NOVEMBER 12th MEETING INFORMATION
SPEAKER: Vince Matthews, Retired Colorado State Geologist and Director of the Colorado Geological Survey
TITLE: The Middle and Southern Rocky Mountains are NOT Laramide in age— they are tens of millions of years younger
DATE: Tuesday, November 12th
LOCATION: Fort Lewis College, Student Union Building, Vallecito room.
TIME: 5:30-6:30 dinner & drinks, 6:30-7:30 society business and presentation.
COST: $25pp / Sponsored students free (talk to Dr. Gonzales: Gonzales_d@fortlewis.edu)
REGISTER: https://form.jotform.com/240926885399072
ABSTRACT:
In 1971, I arrived in Colorado to teach at the University of Northern Colorado and was quickly introduced to the widely-held dogma that the Colorado Rocky Mountains were formed during the Laramide orogeny. Only two years later, at a Geological Society of America symposium in Boulder, I learned that was not the case. The presentations in that symposium were
documented two years later in Geological Society of America Memoir 144. Following is an excerpt from the Preface to that memoir. “Taken together, these articles demonstrate that Cenozoic orogeny in the Southern Rocky Mountains was by no means composed of just a few scattered goings-on associated with decaying Laramide deformation, as many geologists have tended to picture it. Instead, the end of the Laramide orogenic phase about mid-Eocene time can be discerned rather clearly along with a following quiescent interval that lasted for somewhere around 5 m.y. Following the quiescent interval, the rock records show renewed tectonism, but of a different style which involved extensive volcanism and faulting of basin-range type that created some displacements of at least several kilometers. The Laramide and the later Cenozoic tectonic phases probably were related through deep internal earth processes, but the evidence here shows that the later Cenozoic activity was, by itself, of impressive stature and quite deserving of recognition.” — Professor Bruce Curtis (University of Colorado).

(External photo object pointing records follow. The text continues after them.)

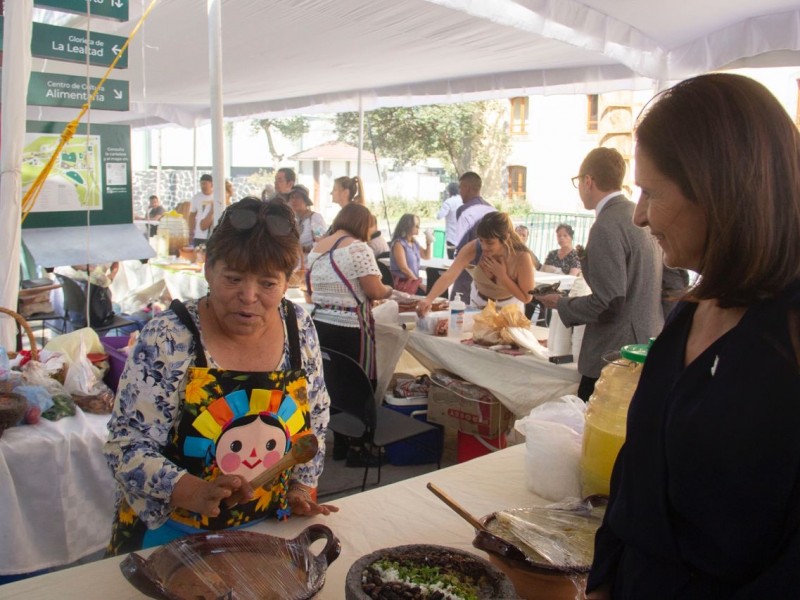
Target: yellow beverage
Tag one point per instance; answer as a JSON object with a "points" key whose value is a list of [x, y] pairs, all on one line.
{"points": [[600, 449], [606, 419]]}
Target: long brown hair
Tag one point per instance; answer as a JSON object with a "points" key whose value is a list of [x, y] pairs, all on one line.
{"points": [[354, 187], [732, 149], [499, 226], [354, 219]]}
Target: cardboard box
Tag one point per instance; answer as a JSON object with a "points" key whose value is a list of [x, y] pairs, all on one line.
{"points": [[467, 407]]}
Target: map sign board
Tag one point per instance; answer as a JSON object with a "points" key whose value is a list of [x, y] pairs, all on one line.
{"points": [[92, 175], [109, 9], [72, 45]]}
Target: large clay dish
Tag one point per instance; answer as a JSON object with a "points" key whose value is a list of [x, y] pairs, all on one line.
{"points": [[239, 564], [500, 585]]}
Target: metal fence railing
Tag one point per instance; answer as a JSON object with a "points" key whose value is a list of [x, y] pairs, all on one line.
{"points": [[542, 230]]}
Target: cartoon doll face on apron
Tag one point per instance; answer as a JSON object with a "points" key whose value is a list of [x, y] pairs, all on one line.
{"points": [[234, 423]]}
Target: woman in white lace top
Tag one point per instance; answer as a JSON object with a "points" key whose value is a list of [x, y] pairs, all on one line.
{"points": [[343, 280]]}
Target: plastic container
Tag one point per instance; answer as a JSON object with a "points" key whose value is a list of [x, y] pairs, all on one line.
{"points": [[457, 308], [438, 243], [116, 358], [606, 418], [423, 449]]}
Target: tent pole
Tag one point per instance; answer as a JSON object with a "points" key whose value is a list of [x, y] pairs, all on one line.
{"points": [[17, 28], [217, 134], [360, 135]]}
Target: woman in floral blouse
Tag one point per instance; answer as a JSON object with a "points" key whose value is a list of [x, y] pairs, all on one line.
{"points": [[217, 390], [565, 257]]}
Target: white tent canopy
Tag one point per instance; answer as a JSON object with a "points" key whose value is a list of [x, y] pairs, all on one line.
{"points": [[292, 56]]}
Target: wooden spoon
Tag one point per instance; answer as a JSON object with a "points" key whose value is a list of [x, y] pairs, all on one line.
{"points": [[302, 451], [462, 512]]}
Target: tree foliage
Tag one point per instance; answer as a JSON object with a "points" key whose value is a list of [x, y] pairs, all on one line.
{"points": [[292, 128], [472, 136]]}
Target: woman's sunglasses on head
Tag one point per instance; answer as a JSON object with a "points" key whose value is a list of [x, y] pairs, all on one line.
{"points": [[246, 213]]}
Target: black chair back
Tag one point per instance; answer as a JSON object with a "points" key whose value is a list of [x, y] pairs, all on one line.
{"points": [[74, 301], [349, 387]]}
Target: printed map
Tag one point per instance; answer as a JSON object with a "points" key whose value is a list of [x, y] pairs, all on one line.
{"points": [[74, 181]]}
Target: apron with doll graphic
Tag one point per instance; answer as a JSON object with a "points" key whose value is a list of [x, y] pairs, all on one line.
{"points": [[228, 420]]}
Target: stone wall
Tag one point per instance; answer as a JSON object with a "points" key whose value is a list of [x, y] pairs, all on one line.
{"points": [[178, 185]]}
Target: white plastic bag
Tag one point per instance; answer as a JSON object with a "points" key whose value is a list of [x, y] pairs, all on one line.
{"points": [[553, 436]]}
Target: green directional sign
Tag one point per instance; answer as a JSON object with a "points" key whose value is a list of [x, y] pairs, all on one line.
{"points": [[68, 44], [109, 9], [50, 89]]}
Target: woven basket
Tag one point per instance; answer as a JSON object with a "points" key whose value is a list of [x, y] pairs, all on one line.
{"points": [[28, 331], [12, 409]]}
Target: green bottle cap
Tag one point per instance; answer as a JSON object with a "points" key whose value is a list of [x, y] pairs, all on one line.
{"points": [[635, 352]]}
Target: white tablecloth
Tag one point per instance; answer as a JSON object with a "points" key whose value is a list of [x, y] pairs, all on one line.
{"points": [[397, 514], [519, 382], [56, 493]]}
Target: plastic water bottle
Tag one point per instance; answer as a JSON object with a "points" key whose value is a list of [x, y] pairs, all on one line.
{"points": [[457, 308]]}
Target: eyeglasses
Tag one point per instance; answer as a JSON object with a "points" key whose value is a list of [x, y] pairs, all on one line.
{"points": [[245, 214]]}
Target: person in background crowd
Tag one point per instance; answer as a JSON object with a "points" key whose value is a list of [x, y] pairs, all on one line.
{"points": [[268, 192], [376, 240], [623, 269], [448, 212], [705, 493], [347, 190], [500, 265], [342, 280], [406, 253], [563, 259], [468, 216], [214, 382], [201, 207], [285, 180], [154, 213], [523, 233], [311, 224]]}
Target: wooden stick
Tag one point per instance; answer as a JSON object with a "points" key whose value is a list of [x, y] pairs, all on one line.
{"points": [[303, 450], [462, 512]]}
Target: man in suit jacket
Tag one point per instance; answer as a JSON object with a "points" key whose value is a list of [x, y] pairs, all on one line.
{"points": [[622, 267], [468, 215]]}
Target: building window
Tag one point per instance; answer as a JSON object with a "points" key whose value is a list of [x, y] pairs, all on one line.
{"points": [[519, 116], [592, 105], [517, 182]]}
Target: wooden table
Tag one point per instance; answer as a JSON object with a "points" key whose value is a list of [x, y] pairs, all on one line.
{"points": [[397, 514]]}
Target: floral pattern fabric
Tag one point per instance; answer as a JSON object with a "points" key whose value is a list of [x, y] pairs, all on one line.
{"points": [[150, 404]]}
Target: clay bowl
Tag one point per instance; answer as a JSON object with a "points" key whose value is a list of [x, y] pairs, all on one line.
{"points": [[495, 584], [533, 579], [234, 564]]}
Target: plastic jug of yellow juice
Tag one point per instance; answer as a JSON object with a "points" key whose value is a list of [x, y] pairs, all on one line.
{"points": [[606, 416]]}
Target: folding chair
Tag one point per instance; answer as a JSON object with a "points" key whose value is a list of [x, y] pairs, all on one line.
{"points": [[359, 415]]}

Yet half a century later, I still find all too many claims to the effect that “the Colorado Rockies formed during the Laramide orogeny.” Don’t get me wrong, I love the Laramide and its magnificent structures. Indeed, I put together a Geological Society of America memoir on those very structures across the Colorado Plateau and Wyoming Province of the Rocky Mountain Foreland. But, there is a plethora of evidence that demonstrate 1) that the present-day, high elevations formed in the last 20 million years, 2) are a result of a tectonic extensional event that began about 30 million years ago, and 3) that event continues today. The mountains that exceed 13,000 feet in elevation in the Southern and Middle Rocky Mountains are part of an organized tectonic framework around the Colorado Plateau Microplate (CPM). The rotational rifting of the CPM is part of the larger extensional province that was triggered by, and is driven by, lithospheric plate interactions along the west coast of North America. The resulting mountain chains in Utah and Colorado are characterized by abnormally high elevation, normal faults with thousands of feet of displacement, grabens with thick synorogenic deposits, extensive young magmatism, and a regionally organized framework of Neogene/Quaternary stress and strain.